Halder is taken flatteringly into the secret meetings of Nazi leadership. He likes being taken seriously. He relishes the idea of being privy to a secret conversation with important people. The first pivot that touches him involves a stranger, the mother to a child born with deformities. And then the slope turns slippery. Ideas creep surreptitiously into Halder’s sensibilities with regard to his incontinent mum who has dementia. Other ideas creep into his ability to self-justify behaviour, like cheating on his marriage, or burning books and the notion of being ‘good’ is warped and withered in such a way that the character himself is unable to take cognisance and another pivot sees him proudly as a card-carrying member of the SS – the Nazi party elite. But this is not an action play with obvious lines and a clear evil perpetrator. Or big bangs and explosions to clear your path, as you watch.

Set on a bare stage with a focus on dialogue, with a few flames and much music thrown in on the sides, the work is more about the human condition in a society which has enabled its moral core to rot.
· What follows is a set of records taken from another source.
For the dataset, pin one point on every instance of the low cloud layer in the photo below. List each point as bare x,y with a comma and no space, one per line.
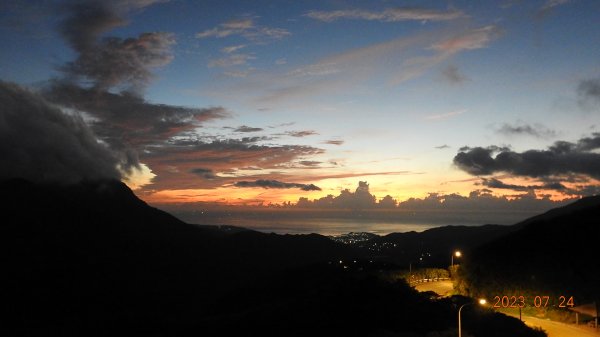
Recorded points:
387,15
276,184
562,158
537,130
245,27
40,143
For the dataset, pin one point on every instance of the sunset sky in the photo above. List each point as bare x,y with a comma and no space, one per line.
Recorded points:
249,102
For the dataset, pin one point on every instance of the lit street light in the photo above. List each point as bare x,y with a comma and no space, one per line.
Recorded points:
481,302
457,254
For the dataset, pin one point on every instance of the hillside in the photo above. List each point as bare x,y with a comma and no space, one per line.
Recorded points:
95,254
554,253
91,259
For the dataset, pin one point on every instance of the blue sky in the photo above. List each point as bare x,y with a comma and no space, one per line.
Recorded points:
339,91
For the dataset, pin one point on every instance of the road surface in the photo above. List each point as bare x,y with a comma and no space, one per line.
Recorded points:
557,329
442,288
552,328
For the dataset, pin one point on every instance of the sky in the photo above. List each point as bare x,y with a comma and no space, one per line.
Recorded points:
272,102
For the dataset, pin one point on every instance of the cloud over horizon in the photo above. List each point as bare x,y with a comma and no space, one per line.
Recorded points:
276,184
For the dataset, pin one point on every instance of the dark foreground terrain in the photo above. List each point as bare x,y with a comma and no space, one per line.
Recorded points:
93,260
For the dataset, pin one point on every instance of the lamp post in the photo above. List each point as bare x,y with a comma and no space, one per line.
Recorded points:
457,254
481,302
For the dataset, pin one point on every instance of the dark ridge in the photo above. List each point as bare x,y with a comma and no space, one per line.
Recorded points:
555,253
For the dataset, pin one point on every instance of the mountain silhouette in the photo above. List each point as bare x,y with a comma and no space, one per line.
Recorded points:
92,254
555,253
91,259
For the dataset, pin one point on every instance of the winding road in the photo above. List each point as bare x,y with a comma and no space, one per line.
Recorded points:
552,328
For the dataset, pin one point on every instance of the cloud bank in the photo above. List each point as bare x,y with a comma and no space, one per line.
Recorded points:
559,159
276,184
40,143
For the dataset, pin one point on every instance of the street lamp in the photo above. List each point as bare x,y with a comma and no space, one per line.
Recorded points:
457,254
481,302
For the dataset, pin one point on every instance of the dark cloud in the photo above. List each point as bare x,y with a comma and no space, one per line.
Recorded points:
41,143
537,130
589,92
303,133
495,183
111,61
559,159
453,75
276,184
245,128
204,173
174,161
311,163
126,120
360,199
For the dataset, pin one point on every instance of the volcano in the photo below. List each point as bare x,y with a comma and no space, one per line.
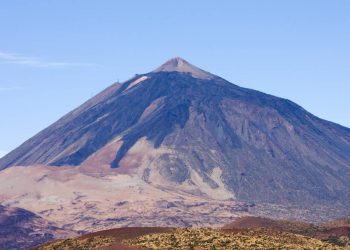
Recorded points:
182,128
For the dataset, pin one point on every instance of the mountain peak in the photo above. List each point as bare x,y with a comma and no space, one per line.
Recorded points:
179,64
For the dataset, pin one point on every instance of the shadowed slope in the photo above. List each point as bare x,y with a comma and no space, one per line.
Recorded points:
172,126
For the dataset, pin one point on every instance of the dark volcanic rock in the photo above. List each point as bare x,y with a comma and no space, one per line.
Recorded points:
269,149
22,229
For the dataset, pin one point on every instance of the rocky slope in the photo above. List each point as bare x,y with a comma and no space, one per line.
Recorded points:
245,233
185,144
21,229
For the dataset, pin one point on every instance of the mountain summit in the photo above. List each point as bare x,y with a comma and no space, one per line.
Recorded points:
182,128
180,65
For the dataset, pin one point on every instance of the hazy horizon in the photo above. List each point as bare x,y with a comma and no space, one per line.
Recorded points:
56,55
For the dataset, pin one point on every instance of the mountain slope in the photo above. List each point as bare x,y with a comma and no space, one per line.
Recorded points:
180,125
22,229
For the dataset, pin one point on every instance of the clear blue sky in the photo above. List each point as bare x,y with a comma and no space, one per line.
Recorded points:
55,54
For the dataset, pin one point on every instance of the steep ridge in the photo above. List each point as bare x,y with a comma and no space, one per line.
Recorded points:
22,229
180,125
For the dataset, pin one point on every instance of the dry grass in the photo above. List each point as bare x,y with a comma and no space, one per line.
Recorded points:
209,239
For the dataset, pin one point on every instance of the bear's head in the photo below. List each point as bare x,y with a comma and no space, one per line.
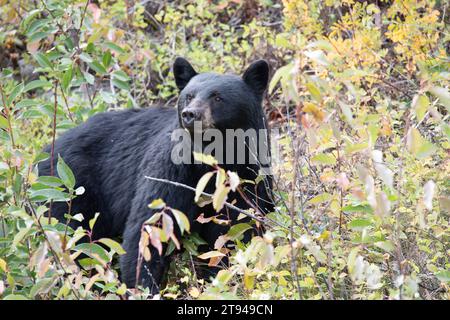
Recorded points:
220,101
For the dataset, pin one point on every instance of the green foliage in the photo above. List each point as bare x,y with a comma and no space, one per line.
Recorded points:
360,91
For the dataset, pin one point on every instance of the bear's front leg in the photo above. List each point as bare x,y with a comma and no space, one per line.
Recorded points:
138,272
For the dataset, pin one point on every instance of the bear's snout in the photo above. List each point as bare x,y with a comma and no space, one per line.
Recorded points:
189,115
192,114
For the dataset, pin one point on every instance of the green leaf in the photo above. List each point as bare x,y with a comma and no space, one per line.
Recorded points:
67,79
120,75
94,251
114,47
97,67
358,208
237,230
50,181
157,204
15,297
321,198
323,158
206,159
182,220
106,59
65,173
26,103
43,61
14,93
419,146
420,105
443,94
49,194
93,220
359,224
444,275
37,84
113,245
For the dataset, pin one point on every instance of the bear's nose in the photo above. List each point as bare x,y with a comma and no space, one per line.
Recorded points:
190,115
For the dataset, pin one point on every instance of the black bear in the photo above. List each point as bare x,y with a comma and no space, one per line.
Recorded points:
112,152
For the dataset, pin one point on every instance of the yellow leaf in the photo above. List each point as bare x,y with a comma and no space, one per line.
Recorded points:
194,292
220,196
206,159
211,254
201,185
316,112
249,280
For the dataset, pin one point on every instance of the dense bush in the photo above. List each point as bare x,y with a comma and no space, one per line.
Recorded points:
360,98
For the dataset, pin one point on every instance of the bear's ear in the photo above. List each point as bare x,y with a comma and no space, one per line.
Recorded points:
183,72
257,76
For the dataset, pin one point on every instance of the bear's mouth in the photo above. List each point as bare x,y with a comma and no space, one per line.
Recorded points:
200,126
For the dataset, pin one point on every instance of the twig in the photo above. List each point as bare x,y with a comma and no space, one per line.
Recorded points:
264,220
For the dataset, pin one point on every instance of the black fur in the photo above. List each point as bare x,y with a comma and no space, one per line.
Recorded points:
112,152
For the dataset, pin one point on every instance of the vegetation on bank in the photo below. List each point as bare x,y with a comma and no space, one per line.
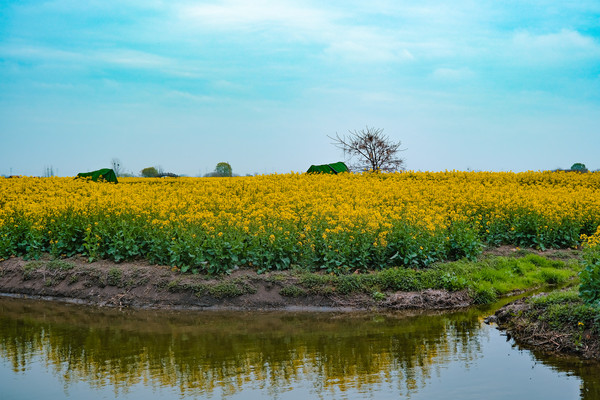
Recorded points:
484,281
558,322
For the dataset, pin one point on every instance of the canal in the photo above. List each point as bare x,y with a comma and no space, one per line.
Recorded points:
55,350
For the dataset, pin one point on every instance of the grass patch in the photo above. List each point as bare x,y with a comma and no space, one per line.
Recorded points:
292,291
486,279
564,311
30,268
230,289
114,276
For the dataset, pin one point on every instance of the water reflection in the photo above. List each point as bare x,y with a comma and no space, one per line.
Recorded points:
204,354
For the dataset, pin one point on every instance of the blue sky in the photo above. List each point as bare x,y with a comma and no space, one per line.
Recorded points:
481,85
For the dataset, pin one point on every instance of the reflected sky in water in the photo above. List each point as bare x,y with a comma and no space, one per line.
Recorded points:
56,351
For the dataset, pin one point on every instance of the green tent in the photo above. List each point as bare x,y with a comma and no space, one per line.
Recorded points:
334,168
106,174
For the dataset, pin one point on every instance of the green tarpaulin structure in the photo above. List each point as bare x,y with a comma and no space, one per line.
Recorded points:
106,174
334,168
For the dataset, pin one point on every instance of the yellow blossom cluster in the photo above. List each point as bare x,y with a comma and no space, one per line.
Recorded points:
340,221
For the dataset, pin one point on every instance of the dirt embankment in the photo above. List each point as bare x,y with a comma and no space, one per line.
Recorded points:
142,285
530,329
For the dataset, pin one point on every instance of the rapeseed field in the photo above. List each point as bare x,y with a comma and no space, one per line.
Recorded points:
335,223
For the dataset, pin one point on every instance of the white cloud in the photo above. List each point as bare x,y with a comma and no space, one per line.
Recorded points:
452,74
561,47
333,30
242,15
125,58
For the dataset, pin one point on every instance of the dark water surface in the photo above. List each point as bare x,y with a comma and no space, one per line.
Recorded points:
64,351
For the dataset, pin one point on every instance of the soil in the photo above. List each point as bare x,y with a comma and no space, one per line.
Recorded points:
142,285
536,333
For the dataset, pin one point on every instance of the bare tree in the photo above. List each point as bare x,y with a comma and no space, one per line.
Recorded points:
371,150
115,164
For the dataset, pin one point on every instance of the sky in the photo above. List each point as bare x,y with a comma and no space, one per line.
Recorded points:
183,85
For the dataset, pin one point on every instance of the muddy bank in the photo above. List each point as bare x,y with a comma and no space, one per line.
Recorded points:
142,285
533,328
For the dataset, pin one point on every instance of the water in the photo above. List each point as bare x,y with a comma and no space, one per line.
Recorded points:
65,351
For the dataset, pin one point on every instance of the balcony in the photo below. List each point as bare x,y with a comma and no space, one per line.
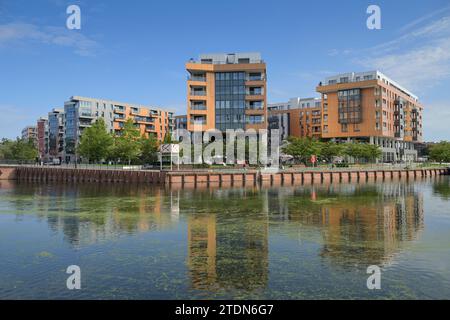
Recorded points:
255,77
84,124
198,121
119,109
197,78
254,106
198,107
144,119
198,93
86,115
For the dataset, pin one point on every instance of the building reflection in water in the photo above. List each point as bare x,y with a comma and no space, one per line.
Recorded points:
228,245
90,213
228,229
360,224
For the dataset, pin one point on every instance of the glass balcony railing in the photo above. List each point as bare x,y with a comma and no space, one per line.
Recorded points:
198,121
197,78
198,93
198,107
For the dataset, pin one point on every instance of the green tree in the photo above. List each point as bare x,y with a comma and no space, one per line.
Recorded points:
19,149
127,145
149,149
371,152
302,148
329,150
440,152
354,150
362,151
95,142
168,139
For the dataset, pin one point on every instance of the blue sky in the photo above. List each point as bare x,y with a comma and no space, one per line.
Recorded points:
134,51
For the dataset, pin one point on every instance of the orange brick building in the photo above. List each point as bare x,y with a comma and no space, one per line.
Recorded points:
297,117
370,107
226,91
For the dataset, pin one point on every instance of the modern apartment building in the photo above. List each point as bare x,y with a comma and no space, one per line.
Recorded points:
82,112
298,117
56,134
42,138
149,120
226,91
29,133
181,122
370,107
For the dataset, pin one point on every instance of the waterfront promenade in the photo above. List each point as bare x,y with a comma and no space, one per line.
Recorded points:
234,177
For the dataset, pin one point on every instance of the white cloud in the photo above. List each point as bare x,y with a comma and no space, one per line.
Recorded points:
18,118
435,123
419,59
29,33
417,69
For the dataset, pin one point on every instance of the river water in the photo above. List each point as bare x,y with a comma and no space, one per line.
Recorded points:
304,242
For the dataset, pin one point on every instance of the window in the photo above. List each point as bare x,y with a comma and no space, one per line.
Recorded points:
349,106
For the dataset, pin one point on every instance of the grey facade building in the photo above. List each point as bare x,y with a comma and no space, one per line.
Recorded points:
81,113
56,134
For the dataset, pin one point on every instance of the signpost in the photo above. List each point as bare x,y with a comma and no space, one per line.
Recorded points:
170,150
313,160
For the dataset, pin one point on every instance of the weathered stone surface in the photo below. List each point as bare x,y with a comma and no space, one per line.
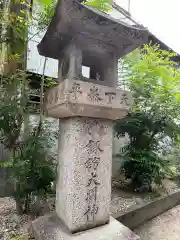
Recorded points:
51,228
72,18
77,98
83,192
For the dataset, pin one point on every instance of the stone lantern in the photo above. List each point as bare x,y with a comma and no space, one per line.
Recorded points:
82,36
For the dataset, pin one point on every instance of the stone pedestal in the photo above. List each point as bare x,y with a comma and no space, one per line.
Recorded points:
51,228
83,192
84,186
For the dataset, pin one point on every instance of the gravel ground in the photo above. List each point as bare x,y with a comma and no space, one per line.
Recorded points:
12,225
163,227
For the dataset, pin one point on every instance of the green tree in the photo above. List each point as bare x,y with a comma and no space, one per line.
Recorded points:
154,80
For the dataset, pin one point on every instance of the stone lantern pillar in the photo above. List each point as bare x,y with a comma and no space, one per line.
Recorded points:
87,108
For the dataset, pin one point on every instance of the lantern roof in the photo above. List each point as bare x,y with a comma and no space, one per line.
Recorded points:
72,18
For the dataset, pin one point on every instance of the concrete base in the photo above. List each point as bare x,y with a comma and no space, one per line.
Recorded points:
49,227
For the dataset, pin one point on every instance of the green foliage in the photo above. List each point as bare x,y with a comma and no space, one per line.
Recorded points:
34,167
154,80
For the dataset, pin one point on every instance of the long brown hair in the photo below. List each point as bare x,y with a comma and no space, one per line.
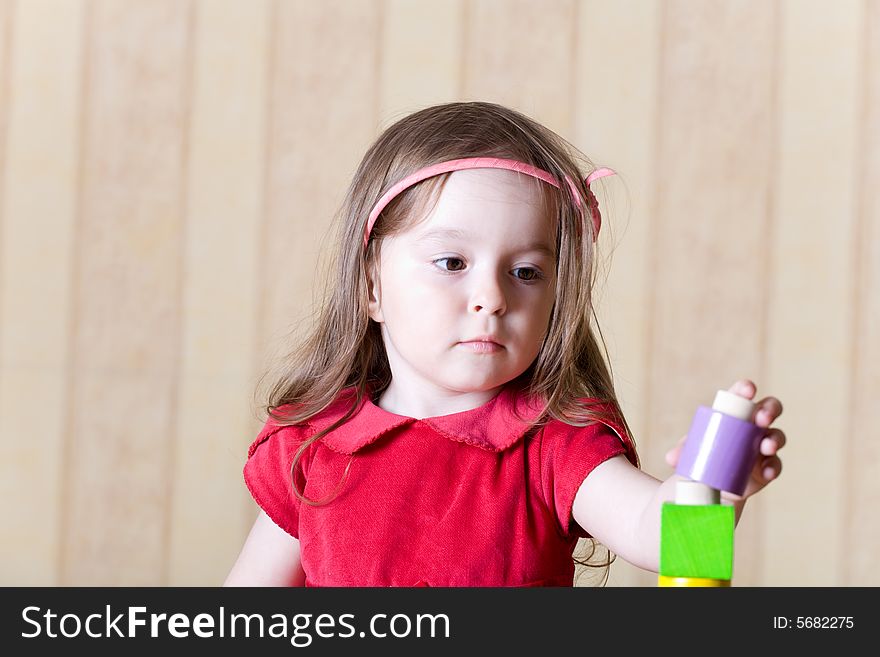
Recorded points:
344,345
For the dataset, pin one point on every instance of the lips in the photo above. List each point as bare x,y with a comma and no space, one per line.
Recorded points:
489,339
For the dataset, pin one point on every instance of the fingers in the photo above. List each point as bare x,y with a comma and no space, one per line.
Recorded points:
743,388
770,468
766,410
772,442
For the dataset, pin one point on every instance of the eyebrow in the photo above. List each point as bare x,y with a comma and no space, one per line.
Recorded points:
439,234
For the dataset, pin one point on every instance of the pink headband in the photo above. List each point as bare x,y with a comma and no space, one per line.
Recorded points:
488,163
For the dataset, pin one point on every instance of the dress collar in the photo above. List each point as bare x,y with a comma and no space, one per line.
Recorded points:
494,426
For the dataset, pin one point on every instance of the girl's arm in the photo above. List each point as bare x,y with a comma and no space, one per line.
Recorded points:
619,505
270,557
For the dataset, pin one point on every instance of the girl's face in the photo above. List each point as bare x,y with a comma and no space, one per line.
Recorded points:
481,265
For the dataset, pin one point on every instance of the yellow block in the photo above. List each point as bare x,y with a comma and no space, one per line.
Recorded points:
691,581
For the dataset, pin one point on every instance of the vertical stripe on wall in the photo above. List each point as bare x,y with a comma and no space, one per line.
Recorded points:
859,432
223,222
520,55
41,52
421,51
708,247
615,80
122,393
811,300
323,115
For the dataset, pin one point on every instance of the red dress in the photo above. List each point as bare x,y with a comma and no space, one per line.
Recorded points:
469,499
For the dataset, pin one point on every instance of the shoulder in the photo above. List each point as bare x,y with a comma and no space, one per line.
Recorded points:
603,435
281,431
274,431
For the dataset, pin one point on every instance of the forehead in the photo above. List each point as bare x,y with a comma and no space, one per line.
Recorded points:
484,202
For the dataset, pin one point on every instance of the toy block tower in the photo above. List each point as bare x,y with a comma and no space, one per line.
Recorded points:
696,530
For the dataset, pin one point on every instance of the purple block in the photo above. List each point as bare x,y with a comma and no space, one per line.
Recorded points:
720,450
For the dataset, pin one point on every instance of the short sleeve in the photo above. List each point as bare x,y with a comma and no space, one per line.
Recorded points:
268,476
568,455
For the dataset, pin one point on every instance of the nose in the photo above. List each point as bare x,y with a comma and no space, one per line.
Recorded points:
487,295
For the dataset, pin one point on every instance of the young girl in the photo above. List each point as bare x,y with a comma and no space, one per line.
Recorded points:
450,420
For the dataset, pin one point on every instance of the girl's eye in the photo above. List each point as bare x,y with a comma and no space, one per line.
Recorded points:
453,261
531,274
528,274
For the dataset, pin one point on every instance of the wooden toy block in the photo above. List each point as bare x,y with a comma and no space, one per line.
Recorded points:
696,541
662,580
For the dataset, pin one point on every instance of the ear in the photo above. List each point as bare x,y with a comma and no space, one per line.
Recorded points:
374,291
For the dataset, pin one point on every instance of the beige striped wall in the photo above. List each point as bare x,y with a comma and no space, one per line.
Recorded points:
168,169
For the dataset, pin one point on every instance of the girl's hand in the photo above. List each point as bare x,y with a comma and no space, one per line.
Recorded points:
768,466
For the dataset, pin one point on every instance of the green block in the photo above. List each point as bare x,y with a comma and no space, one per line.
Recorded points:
696,540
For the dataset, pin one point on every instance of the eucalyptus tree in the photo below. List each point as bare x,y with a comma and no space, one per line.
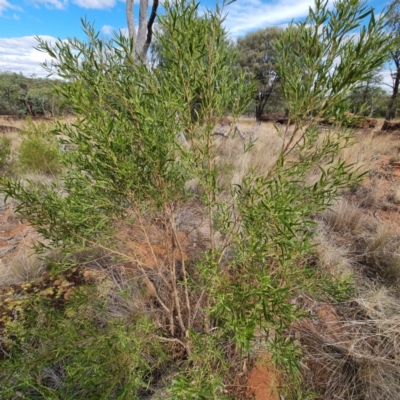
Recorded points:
142,39
257,58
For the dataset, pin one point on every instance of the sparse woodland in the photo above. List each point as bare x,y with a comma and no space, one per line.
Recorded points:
153,250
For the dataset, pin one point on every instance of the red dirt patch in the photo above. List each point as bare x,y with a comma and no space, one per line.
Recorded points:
262,382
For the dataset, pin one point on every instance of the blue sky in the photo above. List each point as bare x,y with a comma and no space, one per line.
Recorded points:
22,20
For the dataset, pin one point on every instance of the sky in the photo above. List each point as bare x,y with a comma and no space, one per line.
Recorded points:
22,20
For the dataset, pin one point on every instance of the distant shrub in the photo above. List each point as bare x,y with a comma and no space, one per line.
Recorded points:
5,151
39,151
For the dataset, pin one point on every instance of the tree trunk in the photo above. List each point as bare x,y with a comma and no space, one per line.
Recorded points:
131,22
142,30
150,28
390,112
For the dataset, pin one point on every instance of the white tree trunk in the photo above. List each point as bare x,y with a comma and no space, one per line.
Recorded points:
131,20
142,31
142,40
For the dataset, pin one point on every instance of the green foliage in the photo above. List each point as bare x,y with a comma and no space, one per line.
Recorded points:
74,351
5,151
257,58
339,34
204,378
20,95
38,152
128,160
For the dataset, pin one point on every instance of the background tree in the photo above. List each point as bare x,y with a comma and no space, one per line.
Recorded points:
257,58
141,40
369,98
21,95
393,18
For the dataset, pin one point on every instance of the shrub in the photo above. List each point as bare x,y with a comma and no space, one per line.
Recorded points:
130,164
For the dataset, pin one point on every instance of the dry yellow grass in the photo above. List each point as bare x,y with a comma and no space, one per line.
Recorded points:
23,266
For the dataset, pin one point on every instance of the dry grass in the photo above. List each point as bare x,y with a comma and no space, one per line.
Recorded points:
23,266
333,259
382,255
345,218
235,163
352,351
368,148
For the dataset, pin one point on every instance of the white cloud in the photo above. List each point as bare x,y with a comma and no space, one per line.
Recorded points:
95,3
19,55
59,4
255,14
107,29
62,4
4,5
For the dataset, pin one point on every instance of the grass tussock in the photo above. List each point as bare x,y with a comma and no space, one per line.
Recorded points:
352,350
262,156
22,266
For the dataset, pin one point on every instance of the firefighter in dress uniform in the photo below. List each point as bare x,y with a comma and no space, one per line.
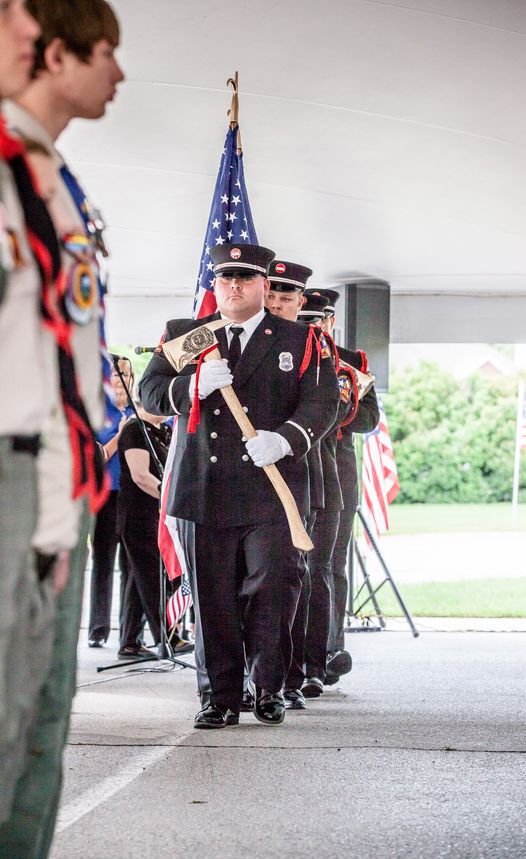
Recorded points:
248,572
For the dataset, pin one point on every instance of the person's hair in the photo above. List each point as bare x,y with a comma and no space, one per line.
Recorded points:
79,23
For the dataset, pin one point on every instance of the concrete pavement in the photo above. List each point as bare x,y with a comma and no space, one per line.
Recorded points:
420,752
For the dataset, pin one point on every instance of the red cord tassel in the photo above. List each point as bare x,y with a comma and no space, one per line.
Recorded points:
194,417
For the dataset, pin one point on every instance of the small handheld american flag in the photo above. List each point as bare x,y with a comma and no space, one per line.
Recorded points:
380,484
179,603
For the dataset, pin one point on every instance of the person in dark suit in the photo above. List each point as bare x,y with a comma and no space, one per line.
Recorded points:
363,419
248,572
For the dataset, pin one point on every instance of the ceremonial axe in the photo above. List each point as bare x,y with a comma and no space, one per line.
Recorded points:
189,347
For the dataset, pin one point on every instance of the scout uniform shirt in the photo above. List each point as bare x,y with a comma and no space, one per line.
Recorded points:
28,362
58,517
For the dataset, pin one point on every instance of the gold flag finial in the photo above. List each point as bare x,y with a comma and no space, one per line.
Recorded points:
233,113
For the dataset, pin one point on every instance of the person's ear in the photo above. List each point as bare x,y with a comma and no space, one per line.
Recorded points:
54,55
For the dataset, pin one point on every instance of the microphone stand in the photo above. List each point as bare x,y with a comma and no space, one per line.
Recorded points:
164,650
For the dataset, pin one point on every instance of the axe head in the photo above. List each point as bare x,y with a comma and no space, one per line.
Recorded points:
187,348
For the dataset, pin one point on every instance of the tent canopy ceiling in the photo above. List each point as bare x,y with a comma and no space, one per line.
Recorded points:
381,139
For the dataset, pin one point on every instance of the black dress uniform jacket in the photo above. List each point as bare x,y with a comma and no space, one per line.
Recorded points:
214,481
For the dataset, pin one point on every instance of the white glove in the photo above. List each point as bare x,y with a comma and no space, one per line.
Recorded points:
212,376
267,447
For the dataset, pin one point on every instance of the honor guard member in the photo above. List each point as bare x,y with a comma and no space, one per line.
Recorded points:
286,300
326,524
364,419
248,572
75,74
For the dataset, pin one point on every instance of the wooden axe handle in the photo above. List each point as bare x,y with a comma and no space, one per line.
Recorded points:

But slowly, subtly.

Taylor writes in a way that is described in the film during the play’s intermission as contrapuntal. A lot of things are happening at the same time, musically, narratively, visually. From time to time, they sing in harmony. Halder, the character, suffers from aural hallucinations. Music in his head fills his decision-making in way that plays ironically with his values. There is an incident, for instance, where the Drinking Song, from the 1954 musical The Student Prince forms a background in Halder’s head to his earnest navigations with the world, early in the play. It has the kind of sinister pull of the lied sung an ostensibly innocent beer garden in the 1972 musical Cabaret which separates German Nationalists crudely and horrifyingly from the rest of society.

The contrapuntal flow of dynamics and ideas, however, is richer than only a focus on music. With a cast of only three, many threads of Halder’s realities are presented. The dynamics with his mother, his wife, the leader of the political party, his Jewish friend Maurice. We’re shifted crisply from scenario to scenario, sometimes mid-thought, sometimes breaking gender assumptions, with the switch of a light or a turn of a head.

The work is so magnificently articulated, that with all these conversations and sub-conversations, the clarity of the sequence of events is never lost. You are juggling the circumstances in your head. It’s a matter of masterful casting and writing and performance and direction. In short, this is a perfect play with an ending that is perfectly logical but a vessel for the deepest horror of the depraved levels to which society can fall.

Focused on the calamity and unleashing of evil that allowed the European Holocaust to happen, it sadly remains to this day a prescient contemplation of values and self-image in our world, still bruised, still damaged, still susceptible to evil of the highest levels.

It is completely unmissable.

  • Good is directed by Dominic Cooke and performed by David Tennant, Elliot Levey and Sharon Small. Written by CP Taylor, the broadcast is produced by Ollie Gardner and features creative input by Vicki Mortimer (production design) and Zoe Spurr (lighting). Originally performed at the Harold Pinter Theatre in London, it is being broadcast by National Theatre Live in South Africa at selected Cinema Nouveau movie theatres, on 27 and 28 September 2023.

2 replies »

  1. I walked out. Yours is now the fourth review I have read, alongside the Guardian, the Evening Standard and The Telegraph. They all gave it four stars. I did love what the Evening Standard said though: “This stark play is an important rather than an enjoyable watch”. I found it torturous and left after about 30 minutes, which I watched and listened to intently. So happy to be out the cinema.